Because relationship restoration is such a broad topic, we’re going to break this up over a few posts. Each will identify two ways to go beyond hurt of the past and embrace the possibilities of the future.
Before we do, remember that if you’re in a situation where you’re physically in danger, reach out and get help immediately.
Today, we want to share the cardinal rule of healing:
1. Come clean
Nothing poses a greater threat to moving forward than “sweeping things under the rug.” Both husband and wife need to come clean about past relationships, mistakes, lies and anything else that they’ve hidden in their heart.
This might seem to be counterproductive, but the truth is, it’s impossible to build a climate of mutual trust unless you’re willing to show that trust by coming clean about the past.
Check out our video on transparency to learn more about the marriage (pun intended) between honesty and relationships.
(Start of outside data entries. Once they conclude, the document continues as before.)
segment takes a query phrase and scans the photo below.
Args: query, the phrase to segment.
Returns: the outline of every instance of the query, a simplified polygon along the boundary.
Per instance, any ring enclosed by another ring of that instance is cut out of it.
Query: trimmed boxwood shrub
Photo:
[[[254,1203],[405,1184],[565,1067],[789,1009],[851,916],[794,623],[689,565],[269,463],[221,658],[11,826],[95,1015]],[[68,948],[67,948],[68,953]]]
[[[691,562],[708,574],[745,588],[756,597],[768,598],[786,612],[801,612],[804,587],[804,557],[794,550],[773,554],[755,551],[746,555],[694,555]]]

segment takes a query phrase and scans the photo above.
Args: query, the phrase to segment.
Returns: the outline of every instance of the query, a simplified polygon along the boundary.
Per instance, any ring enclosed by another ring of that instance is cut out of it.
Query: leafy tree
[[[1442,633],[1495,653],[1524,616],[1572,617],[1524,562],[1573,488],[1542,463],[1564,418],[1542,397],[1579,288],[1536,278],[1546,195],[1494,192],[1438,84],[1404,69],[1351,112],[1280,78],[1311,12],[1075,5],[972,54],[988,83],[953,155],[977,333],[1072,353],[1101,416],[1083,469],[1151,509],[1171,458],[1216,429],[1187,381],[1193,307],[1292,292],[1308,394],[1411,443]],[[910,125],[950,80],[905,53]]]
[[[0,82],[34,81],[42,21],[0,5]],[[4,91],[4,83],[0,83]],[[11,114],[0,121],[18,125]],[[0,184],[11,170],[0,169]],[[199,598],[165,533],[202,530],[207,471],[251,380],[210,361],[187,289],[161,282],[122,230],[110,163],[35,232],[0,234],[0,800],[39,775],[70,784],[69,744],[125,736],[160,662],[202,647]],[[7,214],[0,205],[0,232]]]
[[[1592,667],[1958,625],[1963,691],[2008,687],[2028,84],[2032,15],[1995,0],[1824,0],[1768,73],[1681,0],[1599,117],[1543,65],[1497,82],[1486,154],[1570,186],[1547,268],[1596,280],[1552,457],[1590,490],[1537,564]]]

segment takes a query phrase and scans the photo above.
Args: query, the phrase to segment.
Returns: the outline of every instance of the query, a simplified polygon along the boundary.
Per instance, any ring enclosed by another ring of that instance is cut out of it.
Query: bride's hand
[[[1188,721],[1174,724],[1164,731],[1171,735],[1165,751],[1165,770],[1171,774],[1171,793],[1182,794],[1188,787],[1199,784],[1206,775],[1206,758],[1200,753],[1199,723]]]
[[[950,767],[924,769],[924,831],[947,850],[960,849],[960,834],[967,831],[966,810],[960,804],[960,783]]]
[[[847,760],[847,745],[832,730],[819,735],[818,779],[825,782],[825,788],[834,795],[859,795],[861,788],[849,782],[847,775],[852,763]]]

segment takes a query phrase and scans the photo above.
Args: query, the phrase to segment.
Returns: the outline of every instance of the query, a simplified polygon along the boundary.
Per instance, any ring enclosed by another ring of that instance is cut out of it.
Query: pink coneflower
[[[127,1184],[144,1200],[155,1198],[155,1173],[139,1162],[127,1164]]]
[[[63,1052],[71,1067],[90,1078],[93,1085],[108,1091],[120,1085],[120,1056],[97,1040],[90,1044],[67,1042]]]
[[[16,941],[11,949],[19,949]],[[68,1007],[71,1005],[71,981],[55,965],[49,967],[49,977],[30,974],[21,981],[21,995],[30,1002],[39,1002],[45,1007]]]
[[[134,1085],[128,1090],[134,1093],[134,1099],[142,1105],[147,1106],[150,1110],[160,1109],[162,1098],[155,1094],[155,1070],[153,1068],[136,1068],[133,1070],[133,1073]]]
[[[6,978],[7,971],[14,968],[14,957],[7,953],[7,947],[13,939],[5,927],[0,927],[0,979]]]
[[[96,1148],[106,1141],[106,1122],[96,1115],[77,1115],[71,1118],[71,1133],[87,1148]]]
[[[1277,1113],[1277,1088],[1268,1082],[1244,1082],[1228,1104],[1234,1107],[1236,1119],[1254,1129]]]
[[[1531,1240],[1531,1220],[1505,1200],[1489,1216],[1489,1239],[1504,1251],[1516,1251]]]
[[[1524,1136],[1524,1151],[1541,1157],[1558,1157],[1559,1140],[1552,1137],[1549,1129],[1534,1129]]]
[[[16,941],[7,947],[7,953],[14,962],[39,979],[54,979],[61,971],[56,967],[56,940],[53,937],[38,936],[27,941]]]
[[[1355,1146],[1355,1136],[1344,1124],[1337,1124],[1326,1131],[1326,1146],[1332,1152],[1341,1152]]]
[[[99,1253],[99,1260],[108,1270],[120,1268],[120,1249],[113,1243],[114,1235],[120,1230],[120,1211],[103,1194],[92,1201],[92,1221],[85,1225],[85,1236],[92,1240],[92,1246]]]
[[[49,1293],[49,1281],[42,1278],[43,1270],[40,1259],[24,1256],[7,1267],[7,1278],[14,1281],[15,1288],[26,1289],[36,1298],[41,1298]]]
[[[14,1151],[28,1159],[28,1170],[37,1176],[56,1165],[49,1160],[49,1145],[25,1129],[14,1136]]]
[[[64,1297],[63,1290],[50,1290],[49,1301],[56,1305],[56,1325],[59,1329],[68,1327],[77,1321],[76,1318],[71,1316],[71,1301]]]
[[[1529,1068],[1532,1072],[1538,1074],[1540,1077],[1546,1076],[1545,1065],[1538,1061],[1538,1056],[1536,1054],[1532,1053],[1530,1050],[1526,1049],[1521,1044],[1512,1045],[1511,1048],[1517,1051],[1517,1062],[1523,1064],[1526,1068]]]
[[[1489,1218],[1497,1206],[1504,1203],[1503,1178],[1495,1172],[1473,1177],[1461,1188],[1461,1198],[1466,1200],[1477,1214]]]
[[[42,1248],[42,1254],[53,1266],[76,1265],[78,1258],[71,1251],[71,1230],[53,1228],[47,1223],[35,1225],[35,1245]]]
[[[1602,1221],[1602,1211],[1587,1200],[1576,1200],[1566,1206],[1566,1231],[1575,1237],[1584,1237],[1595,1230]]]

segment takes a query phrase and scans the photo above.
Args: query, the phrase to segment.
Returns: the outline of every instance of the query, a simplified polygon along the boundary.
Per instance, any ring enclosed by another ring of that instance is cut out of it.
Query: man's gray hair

2. Recognize that you’re flawed too
We all know intrinsically that we’re imperfect but, when it comes to moving past infidelity or recovering from emotional abuse, we’re often unwilling to forgive and work toward healing.
While you may not have done whatever wrong your spouse has committed, the truth is, you’ve messed up in one way or another. Mentally—and sometimes verbally—reminding ourselves that we too are flawed can take us one step closer toward reconciliation and healing.